THE FREE SCREEN: KEVIN JEROME EVERSON at TIFF Bell Lightbox tonight and Friday (October 3 and 4) at 6:30 pm. See listings. tiff.net. Rating: NNNN


TIFF Cinematheque’s Free Screen kicks off its fall season with a two-night salute to American filmmaker Kevin Jerome Everson, whose work considers the contemporary African-American experience in a manner that can be playful and mournful in the same moment.

Consider The Pritchard, Undefeated and Century, which screen as part of All Down The Line: Films By Kevin Jerome Everson tonight (Thursday, October 3) at 6:30 pm all three shorts deal with men and their cars, in the process illuminating much more than that.

The Pritchard is a single silent take of a man pushing a car along a rural road. (Someone’s in the driver’s seat, steering, but we never get a clear look at him or her.) As one car passes him in the opposite direction, then another and another, we wonder why no one’s stopping to help: is it a racial thing? A class issue? Something else entirely? We’re allowed the time to think about it, and to wonder what our conclusions say about our expectations. Undefeated features another car that refuses to function – it may even be the same one – while Century finds inventive humour in a long take of an old Buick being flattened at a junkyard.

Everson gets more serious in Company Line – a half-hour documentary about snowplow drivers in Mansfield, Ohio – and Emergency Needs, which recreates a televised press conference in Cleveland following a shooting in the summer of 1968 through a cracked lens.
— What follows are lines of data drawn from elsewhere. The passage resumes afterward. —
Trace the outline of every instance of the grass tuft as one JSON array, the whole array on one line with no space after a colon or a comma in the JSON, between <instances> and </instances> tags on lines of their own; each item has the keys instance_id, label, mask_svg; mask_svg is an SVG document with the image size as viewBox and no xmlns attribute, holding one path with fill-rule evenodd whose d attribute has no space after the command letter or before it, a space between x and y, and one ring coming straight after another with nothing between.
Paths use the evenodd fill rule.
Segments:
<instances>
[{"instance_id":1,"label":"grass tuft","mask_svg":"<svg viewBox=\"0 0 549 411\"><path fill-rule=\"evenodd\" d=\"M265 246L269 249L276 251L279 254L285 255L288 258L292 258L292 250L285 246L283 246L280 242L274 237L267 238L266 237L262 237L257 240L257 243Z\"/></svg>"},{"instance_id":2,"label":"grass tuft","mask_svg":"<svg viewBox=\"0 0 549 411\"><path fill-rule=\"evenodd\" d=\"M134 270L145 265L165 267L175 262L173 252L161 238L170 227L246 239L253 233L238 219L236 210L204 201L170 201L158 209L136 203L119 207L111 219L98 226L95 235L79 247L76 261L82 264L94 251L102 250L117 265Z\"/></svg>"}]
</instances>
And in Rita Larson’s Boy, actors read dialogue from the 70s sitcom Sanford & Son to show us how black characters were portrayed four decades ago.

Friday night’s program showcases Everson’s new feature documentary, The Island Of St. Matthews, an impressionistic 16mm travelogue about his hometown of Columbus, Mississippi, which became an island after a massive flood in 1973.

It feels like a thoughtful, intelligent corrective to the grotesque posturing of Beasts Of The Southern Wild – the artful response of someone who chooses to understand the people who refuse to leave a devastated area rather than exploit them for cheap drama.